Culture

VL a assisté à la Masterclass du PALMASHOW !

Ce mercredi 03 avril, il fallait être au Théâtre des Béliers Parisiens, c’est ici que se tenait une masterclass très attendue avec le duo comique le plus célèbre de sa génération : Le Palmashow.

C’est une des écoles d’art dramatique les plus réputées de Paris (Cours Acquaviva – ateliers du Sudden) qui a pris l’initiative de réunir les deux comédiens Grégoire Ludig et David Marsais dans ce petit théâtre du 18ème arrondissement. Il est 10h du matin, devant une assemblée d’étudiants impatients, arrivent en toute décontraction le duo inséparable du Palmashow, prêt à répondre à toutes les questions. Après une introduction enthousiaste, monsieur Raymond Acquaviva, professeur de théâtre et président de l’école, nous parle de son ancien élève Grégoire Ludig, un étudiant sage et loin de l’image comique que l’on peut lui prêter aujourd’hui.

Pourtant Grégoire était déjà bien déterminé à vivre de sa passion et à faire des sketchs, il a en effet commencé à en écrire à l’âge de 16 ans avec son pote de toujours David. Choix étonnant, ils décident de se séparer volontairement pour faire 2 écoles de théâtre différentes. Pendant ce temps, ils enchaînent les petits boulots (station essence, Toysrus, McDo, standardiste…), ce qui va leur permettre de réinvestir ce qu’ils gagnent dans la production de leurs sketchs, des sketchs « pourris » selon eux mais qui sont devenus avec le recul, très sentimentaux aujourd’hui. En parallèle des cours, ils écrivent leurs sketchs en banlieue parisienne, dans la fameuse Zone 5 (« zone molle » selon Grégoire, ils allaient tourner leurs sketchs dans la forêt) et se lancent sur Youtube en 2008.

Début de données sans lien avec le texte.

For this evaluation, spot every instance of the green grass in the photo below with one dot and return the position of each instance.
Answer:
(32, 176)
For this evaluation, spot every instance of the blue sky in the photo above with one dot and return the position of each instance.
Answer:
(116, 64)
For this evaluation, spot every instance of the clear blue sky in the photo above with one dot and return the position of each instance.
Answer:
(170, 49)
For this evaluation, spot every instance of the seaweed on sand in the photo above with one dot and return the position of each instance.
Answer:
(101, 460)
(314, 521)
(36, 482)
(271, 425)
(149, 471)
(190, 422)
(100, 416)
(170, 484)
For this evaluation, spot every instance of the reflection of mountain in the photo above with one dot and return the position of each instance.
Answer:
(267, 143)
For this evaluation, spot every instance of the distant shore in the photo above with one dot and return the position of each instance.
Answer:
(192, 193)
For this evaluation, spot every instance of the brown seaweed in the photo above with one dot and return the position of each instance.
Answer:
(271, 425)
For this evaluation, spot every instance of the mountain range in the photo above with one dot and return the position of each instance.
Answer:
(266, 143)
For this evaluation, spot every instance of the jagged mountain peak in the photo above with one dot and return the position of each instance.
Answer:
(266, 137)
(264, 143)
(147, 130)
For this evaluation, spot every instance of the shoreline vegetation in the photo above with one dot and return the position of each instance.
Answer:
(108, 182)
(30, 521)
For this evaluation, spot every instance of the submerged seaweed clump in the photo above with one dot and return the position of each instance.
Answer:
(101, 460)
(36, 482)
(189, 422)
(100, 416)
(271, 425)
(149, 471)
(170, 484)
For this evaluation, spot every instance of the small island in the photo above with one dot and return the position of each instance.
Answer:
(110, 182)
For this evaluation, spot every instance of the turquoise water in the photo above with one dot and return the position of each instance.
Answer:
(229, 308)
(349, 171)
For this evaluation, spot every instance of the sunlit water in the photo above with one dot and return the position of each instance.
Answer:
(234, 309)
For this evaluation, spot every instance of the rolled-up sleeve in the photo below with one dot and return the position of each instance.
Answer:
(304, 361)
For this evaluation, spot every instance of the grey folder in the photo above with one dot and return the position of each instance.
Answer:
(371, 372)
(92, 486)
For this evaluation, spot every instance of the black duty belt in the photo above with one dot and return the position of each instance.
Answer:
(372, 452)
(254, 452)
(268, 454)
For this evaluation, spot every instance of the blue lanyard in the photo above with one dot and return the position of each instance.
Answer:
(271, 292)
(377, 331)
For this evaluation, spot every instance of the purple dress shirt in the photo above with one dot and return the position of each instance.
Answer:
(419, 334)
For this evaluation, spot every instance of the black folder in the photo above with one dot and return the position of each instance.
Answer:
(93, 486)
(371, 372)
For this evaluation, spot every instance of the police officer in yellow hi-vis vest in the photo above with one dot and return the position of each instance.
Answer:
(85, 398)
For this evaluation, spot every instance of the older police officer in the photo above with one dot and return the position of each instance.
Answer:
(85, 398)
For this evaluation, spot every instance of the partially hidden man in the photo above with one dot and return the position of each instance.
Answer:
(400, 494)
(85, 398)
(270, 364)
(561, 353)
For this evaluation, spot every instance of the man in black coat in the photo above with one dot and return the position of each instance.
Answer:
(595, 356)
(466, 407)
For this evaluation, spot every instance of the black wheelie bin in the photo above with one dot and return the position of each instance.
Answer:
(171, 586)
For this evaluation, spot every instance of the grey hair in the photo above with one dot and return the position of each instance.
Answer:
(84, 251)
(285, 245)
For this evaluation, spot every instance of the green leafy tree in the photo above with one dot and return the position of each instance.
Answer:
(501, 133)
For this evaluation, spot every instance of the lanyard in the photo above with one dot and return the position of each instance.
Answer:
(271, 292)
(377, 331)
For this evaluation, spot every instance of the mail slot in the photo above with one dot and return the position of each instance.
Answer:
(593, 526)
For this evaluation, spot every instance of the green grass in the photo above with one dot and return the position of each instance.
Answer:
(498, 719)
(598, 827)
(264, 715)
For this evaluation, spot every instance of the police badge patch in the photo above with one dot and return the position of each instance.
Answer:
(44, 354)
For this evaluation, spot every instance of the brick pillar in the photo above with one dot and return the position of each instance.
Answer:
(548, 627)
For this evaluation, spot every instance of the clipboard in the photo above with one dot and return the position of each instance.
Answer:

Grégoire Ludig a commencé dans un groupe de rap du nom de « Palmares », devenu ensuite le palmashow (donc rien à voir avec Pierre Palmade comme ils aiment le rappeler, celui-ci ayant d’ailleurs intenté un procès au duo trouvant que leur nom se rapprochait trop du sien, une histoire qui s’est finalement bien terminée selon eux). C’est donc avec ce pseudo qu’ils vont ensuite se faire repérer après, il faut bien le dire, des années de galère. D’une motivation à toute épreuve, ils n’hésitent pas à frapper aux portes des producteurs et des chaînes de télé, font des castings de pub, de la figuration…malheureusement beaucoup de désillusions pour les deux comédiens qui « n’avaient pas prévu de plan B » tellement ils avaient confiance en leur plan A, une confiance qui d’après eux est à opposer à la prétention.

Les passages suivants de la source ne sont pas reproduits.